My opinion is that the problem with innovation in gaming has been the whole trend for producing triple-A titles all the time. Not only are these titles very risky due to production costs, but, developers all seem to be just playing "follow-the-gimmick" in a desperate to scrape dollars by copying another game that was successful( the "like X but..." design). While this sounds like a reasonable strategy, the problem is that an imitator can never be as good as the original. Why buy a, at best, second-rate imitator when you can just buy the original. In the end, you end up with too many deer all desperately pushing to get a single lap of hydration from the same fist-sized, drying puddle on the ground. Every time a game or design strategy garners any success, there is a mad rush to recreate that success, but the imitation seems to always be done without understand what actually makes the game work properly in the context that it does.
Back in the olden days of gaming, many games had very different styles, feels, and control schemes. One could actually tell who developed a game just by looking at it. Nowadays, every game is just a copy of each other, graphically, contextually, and idiosyncratically. Without the publisher/developer stamp on the box, you wouldn't have a clue who made the game. Some of that may be due to the use of third-party engines, but I think a lot of it is more of the "follow-the-gimmick to the water-hole" style thinking that seems to permeate the game industry.
As for motion controls(damn, Yahtzee, get off the flipping couch, man) the problem that I see there is developers are not using motion controls as a new paradigm of interaction with games. Instead, they are using motion controls as just a simple 1-to-1 mapping to the same ol' button scheme we have always used for decades. I could imagine a motion control game as being used for purposes of physical therapy, learning martial arts, improving performance in sports, or other real-life actions; naturally, there are likely even more possibilities beyond these, but they are not being explored because developers/publishers are just linearly thinking along the same train-tracks they have always followed. The Kinect probably has the most potential to accomplish something new in the paradigm of motion control, however, developers and publishers, in typical "follow-the-gimmick", "like X but..." style thinking simply imitate what they see on the Wii rather than think in terms of the actual paradigm of interaction that the Kinect represents.
To be honest, I have to question whether gaming really has ever been all that innovative in the first place. Over the years, there have been a lot of games that really just do the same thing that has always been done. There really doesn't seem to be much that really tries to push new ideas, new concepts, new paradigms of interaction. We don't seem to hear much about or have much large scale exposure to games that really try to break the mold of what a game can do or be. We really don't try that hard to venture outside our comfort zones, and when we get a game that actually does push outside the comfort zone, there is often a lot of push against it. We end up not liking it because it's not enough like the same games we've always played. In essence, the gamers are just as much responsible for the lack of innovation because we seldom tolerate any true innovation when it happens. We'll often criticize the game for not being enough like whatever is the current popular set of 5-6 main-stream triple-A games.
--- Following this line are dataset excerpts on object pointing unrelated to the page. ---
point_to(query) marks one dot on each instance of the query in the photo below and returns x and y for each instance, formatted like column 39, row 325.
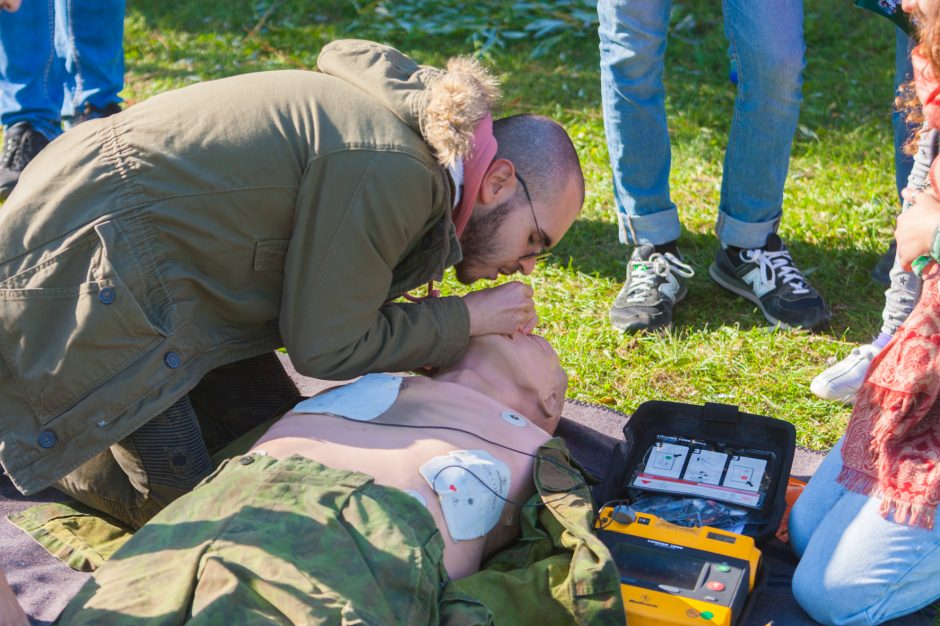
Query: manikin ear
column 499, row 183
column 551, row 406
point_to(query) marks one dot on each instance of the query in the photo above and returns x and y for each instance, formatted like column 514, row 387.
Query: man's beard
column 479, row 243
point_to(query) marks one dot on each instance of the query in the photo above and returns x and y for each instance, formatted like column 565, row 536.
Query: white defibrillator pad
column 363, row 400
column 472, row 486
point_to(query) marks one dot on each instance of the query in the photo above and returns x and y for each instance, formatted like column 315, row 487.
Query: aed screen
column 659, row 567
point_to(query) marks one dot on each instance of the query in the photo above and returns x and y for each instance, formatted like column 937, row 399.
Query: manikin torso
column 393, row 455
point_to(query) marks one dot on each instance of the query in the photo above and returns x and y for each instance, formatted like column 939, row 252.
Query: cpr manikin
column 508, row 390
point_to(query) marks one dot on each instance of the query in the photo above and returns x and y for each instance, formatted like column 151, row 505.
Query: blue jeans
column 56, row 55
column 766, row 43
column 856, row 567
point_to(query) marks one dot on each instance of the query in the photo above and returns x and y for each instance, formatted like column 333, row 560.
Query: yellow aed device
column 675, row 575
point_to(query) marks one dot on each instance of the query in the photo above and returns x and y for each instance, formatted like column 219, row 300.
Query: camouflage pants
column 264, row 541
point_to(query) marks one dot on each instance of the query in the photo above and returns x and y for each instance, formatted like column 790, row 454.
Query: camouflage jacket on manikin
column 213, row 223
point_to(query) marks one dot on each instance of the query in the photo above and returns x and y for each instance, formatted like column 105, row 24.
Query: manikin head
column 531, row 193
column 521, row 371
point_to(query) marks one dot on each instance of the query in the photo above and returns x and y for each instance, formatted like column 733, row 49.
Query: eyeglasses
column 543, row 251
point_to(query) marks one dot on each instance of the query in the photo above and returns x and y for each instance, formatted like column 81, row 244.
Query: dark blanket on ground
column 44, row 585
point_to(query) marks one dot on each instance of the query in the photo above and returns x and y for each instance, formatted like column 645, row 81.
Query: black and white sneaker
column 768, row 277
column 655, row 283
column 21, row 143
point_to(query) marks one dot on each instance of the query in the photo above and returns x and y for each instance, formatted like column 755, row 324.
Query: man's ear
column 499, row 182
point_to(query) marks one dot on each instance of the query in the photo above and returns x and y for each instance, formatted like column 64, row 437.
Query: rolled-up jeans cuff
column 655, row 228
column 734, row 232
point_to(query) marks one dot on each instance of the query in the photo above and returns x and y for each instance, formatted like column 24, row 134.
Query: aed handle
column 722, row 413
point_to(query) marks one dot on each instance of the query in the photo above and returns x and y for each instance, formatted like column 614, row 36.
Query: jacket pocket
column 69, row 324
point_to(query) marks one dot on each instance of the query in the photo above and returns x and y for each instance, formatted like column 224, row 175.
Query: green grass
column 839, row 206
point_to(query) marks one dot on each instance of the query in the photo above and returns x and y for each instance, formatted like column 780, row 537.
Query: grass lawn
column 839, row 205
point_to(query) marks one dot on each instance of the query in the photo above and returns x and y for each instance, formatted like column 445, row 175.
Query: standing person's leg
column 31, row 77
column 94, row 56
column 856, row 567
column 633, row 45
column 841, row 381
column 766, row 42
column 903, row 73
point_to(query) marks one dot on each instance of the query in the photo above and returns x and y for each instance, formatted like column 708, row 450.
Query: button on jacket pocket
column 70, row 324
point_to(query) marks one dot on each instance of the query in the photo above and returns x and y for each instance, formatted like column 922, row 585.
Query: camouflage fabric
column 557, row 574
column 79, row 536
column 295, row 542
column 274, row 542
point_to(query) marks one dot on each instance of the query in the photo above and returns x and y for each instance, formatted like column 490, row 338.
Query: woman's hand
column 916, row 226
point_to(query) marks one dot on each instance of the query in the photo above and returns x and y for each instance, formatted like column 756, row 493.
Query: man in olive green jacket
column 143, row 253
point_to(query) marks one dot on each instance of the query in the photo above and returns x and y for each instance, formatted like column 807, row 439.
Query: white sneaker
column 841, row 381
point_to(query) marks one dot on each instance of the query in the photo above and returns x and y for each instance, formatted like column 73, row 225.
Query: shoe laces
column 657, row 267
column 11, row 145
column 21, row 143
column 777, row 264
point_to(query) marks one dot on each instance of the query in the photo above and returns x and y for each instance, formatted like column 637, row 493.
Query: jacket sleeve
column 358, row 214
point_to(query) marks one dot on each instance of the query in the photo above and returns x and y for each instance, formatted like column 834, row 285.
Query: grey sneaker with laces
column 768, row 277
column 655, row 283
column 21, row 143
column 841, row 381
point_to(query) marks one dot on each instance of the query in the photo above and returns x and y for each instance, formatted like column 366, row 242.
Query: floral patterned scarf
column 892, row 444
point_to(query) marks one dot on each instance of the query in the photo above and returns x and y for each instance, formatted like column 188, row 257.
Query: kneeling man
column 359, row 506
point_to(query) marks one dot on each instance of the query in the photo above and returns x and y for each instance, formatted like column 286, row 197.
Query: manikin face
column 506, row 236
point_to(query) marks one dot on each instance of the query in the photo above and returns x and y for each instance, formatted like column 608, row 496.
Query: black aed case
column 709, row 432
column 679, row 576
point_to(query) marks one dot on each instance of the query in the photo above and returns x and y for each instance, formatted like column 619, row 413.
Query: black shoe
column 881, row 273
column 768, row 277
column 91, row 112
column 21, row 144
column 655, row 283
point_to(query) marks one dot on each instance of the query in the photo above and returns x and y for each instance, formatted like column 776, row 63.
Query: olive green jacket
column 211, row 224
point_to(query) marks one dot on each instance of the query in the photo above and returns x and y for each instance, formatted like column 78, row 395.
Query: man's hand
column 916, row 226
column 11, row 613
column 501, row 310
Making matters worse are the "hardcore" vs. "casual", PC vs. consoles holy wars that have raged in the gaming community. These wars really amount to a set of opinions that do not tolerate gaming deviating from a prescribed formula dictated by a select few in the community. This only serves to further restrict innovation in games to being just the same stuff as always.
Further compounding the problem is the gaming press. The gaming press does not seem too willing to give exposure to the games that really do push the envelop. There might be a single snippet-sized article mentioning it in passing, more like a footnote in the overall news stream, but it will receive none of the copious regurgitation that the main-stream, same-old-thing-as-always triple-A titles are given. For instance, think of how much attention Ico gets now that it has become such a cult favorite in the gaming community. When the game was first released, you barely knew it even existed. Only now, when we are screaming for something new and different, do we finally realize how great a gem we had back then. And this trend continues even now. Even crappy triple-A titles are given much hype and pre-release press, pages and pages of first impressions, beta impressions, preview imagery, and analysis spanning weeks, sometimes months, much of it really just being the same thing said repeatedly. However, that Ico-like gem just gets a half-page article or footnote maybe once in that same span of time. Basically, the gaming press just misses out on the real innovation that is going on because it's too focused on the big shiny triple-A games that are nothing but the same recycled crap.
Basically, gaming innovation is stagnant because the people in gaming are stagnant and closed-minded. They aren't willing to venture outside their basic comfort zones, and once they find one cool or funny thing, they simply repeat it ad nauseum in any and every possible context.
Gaming is capable of a lot, but until we go pass thinking and designing games as just amusement-park thrill rides, gaming will never achieve that level of maturity and social significance many of us wish to see.
(I wrote this in stream-of-consciousness, so I don't guarantee all the logic is sound everywhere.)